Twitter Inc. reported user growth in its first-quarter earnings statement Tuesday, but the good news was overshadowed by weaker than expected revenue and a dramatically reduced forecast for earnings later this year.

Shares of the social media company plunged more than 10% in after-hours trading to less than $16.

The San Francisco company reported earnings of 15 cents per share on $594.5 million in revenue, up 36% from a year earlier, for the three months ended March 31. Net losses totaled $80 million, about half the number from the same period a year ago.


Analysts surveyed by Thomson Reuters expected Twitter to report revenue of $607.8 million.

Twitter also forecast revenue in the second quarter of between $590 million and $610 million -- well below Wall Street estimates of $677 million.

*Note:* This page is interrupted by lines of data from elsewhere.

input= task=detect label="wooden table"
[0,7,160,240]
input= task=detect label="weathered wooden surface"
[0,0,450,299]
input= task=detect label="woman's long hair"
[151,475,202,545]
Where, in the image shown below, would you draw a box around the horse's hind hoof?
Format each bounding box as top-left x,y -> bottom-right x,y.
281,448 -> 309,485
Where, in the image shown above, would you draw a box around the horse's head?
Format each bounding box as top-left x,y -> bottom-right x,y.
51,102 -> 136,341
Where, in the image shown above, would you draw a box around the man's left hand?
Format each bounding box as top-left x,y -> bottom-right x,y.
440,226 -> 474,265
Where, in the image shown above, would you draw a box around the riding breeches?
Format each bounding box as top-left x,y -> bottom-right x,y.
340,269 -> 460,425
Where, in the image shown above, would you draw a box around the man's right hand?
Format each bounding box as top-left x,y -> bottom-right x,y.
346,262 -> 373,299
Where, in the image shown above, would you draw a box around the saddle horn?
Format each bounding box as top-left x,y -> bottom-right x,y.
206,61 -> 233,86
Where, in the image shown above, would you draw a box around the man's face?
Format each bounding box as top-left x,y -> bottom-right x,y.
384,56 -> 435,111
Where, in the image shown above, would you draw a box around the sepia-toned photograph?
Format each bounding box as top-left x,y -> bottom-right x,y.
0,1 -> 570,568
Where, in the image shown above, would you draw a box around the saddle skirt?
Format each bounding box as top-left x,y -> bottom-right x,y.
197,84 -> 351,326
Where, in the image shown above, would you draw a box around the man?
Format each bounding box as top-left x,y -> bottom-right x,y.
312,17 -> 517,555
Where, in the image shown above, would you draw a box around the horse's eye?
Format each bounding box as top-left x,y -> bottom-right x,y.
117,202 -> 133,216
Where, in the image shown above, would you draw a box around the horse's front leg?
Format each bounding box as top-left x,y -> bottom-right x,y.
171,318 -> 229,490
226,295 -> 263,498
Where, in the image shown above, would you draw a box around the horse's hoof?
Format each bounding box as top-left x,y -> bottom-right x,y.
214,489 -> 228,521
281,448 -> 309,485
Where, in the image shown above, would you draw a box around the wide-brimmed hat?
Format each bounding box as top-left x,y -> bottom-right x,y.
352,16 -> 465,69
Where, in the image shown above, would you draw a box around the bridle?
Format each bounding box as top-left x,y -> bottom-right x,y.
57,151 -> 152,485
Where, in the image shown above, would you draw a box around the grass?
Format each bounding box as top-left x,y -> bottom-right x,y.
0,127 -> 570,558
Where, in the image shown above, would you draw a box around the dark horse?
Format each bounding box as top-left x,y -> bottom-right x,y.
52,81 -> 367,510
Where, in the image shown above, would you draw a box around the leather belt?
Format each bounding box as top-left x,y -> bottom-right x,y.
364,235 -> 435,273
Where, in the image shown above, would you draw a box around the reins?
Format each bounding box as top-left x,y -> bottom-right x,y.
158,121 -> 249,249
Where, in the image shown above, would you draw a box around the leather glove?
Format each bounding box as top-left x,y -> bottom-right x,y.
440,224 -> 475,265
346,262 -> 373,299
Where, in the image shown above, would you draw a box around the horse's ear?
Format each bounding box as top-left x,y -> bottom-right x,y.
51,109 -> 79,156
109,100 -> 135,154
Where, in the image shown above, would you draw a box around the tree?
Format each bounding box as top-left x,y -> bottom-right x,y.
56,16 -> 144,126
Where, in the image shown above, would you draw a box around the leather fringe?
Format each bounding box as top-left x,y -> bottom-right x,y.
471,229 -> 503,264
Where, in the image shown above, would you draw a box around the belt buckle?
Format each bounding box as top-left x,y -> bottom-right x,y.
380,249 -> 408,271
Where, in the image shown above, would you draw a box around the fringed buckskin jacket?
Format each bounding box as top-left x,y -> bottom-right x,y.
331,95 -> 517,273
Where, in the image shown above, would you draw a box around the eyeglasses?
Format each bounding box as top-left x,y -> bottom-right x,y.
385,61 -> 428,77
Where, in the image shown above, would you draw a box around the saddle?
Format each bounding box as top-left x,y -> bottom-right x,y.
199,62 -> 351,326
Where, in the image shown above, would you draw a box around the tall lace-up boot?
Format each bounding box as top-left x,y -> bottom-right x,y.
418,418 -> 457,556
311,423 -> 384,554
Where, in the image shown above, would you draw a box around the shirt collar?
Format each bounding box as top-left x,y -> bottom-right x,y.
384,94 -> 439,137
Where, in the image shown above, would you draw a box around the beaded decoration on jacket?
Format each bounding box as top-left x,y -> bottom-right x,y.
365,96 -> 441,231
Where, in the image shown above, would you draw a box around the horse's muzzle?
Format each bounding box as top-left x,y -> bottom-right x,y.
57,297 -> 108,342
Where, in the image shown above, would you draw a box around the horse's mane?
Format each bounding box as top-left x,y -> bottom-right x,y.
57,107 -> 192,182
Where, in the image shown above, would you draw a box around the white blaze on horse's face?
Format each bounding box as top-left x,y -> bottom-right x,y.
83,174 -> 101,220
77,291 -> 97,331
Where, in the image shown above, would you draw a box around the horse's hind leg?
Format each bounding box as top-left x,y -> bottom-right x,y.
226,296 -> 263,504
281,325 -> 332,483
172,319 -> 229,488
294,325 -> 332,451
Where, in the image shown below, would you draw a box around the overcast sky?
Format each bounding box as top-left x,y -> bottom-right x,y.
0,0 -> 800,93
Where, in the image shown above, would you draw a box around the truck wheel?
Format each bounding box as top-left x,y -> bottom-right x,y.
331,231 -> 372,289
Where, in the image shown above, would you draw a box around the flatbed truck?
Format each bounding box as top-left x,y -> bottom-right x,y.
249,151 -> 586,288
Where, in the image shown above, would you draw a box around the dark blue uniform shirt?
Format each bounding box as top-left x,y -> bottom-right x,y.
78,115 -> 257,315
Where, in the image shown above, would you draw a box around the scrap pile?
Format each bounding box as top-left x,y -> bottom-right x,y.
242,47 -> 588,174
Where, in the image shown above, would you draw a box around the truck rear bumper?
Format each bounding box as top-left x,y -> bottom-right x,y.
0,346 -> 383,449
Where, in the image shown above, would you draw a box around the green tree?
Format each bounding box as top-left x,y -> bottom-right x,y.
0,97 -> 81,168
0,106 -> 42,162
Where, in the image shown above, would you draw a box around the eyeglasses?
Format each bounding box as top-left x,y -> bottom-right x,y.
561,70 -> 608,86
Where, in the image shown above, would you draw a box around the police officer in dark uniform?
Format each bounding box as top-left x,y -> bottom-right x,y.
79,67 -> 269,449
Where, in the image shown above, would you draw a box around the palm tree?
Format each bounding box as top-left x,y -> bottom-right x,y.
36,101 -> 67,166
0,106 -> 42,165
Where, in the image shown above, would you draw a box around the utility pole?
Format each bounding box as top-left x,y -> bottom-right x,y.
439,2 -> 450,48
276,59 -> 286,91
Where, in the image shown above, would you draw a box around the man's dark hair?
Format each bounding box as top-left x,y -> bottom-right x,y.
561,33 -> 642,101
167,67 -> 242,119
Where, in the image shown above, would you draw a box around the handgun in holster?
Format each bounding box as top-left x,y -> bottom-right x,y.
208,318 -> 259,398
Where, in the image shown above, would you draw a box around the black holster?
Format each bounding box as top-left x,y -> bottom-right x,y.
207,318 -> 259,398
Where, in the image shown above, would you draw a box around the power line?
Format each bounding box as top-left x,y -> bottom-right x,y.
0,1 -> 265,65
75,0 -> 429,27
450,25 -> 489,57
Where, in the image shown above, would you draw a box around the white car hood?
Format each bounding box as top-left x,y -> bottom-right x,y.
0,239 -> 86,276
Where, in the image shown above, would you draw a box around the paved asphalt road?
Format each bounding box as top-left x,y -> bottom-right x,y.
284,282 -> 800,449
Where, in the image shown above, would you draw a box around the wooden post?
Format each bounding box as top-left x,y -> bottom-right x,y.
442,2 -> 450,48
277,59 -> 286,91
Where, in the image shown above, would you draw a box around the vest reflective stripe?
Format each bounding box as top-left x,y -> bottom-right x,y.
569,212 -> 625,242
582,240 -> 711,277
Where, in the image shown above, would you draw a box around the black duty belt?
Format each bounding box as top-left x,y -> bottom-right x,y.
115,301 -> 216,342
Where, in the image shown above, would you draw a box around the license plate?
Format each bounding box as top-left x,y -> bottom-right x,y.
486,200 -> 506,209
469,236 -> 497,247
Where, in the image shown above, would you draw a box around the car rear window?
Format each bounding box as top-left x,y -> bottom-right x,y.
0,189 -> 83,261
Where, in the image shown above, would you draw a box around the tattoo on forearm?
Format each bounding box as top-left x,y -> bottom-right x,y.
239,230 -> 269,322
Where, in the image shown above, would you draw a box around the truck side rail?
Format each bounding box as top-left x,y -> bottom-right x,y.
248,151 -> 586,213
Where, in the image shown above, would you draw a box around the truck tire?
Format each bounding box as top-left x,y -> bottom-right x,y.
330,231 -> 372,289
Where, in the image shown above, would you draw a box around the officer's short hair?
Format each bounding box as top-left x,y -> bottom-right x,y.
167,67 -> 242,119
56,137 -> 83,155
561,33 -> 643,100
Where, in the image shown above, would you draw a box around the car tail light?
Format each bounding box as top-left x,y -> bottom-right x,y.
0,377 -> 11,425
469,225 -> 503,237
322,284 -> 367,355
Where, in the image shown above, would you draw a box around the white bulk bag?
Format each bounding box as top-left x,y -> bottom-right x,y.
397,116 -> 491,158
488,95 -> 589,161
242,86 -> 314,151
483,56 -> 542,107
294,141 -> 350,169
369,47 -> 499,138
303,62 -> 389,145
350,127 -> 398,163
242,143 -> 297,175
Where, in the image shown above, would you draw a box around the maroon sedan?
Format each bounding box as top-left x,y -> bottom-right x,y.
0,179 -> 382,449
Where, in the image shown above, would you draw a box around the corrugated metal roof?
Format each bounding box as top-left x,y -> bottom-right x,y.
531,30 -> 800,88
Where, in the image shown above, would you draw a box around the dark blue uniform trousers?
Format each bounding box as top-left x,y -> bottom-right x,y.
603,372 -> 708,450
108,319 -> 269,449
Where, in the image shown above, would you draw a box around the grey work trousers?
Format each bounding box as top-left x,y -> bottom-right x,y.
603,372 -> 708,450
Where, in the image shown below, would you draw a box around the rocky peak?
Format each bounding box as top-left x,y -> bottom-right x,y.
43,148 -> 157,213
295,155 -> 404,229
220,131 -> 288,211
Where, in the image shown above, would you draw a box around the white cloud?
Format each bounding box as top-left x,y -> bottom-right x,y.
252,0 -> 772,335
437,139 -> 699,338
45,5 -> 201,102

“Brand spend didn’t grow as quickly as expected,” Jack Dorsey, Twitter’s chief executive, said about advertising revenue, which grew 37% year on year.

Despite that, Twitter added monthly active users for the first time since the third quarter of last year. It tallied 310 million monthly active users in the first quarter, up from 305 million the previous quarter (those numbers exclude SMS Fast Followers, an audience that uses Twitter through text messaging in some foreign markets).

“This quarter we saw a return to sequential growth in monthly active usage, driven by seasonality and marketing initiatives,” said Anthony Noto, Twitter’s chief financial officer. “We have a strong product road map designed to tap into incremental brand-oriented online video budgets and will deliver additional features for advertisers later this year.”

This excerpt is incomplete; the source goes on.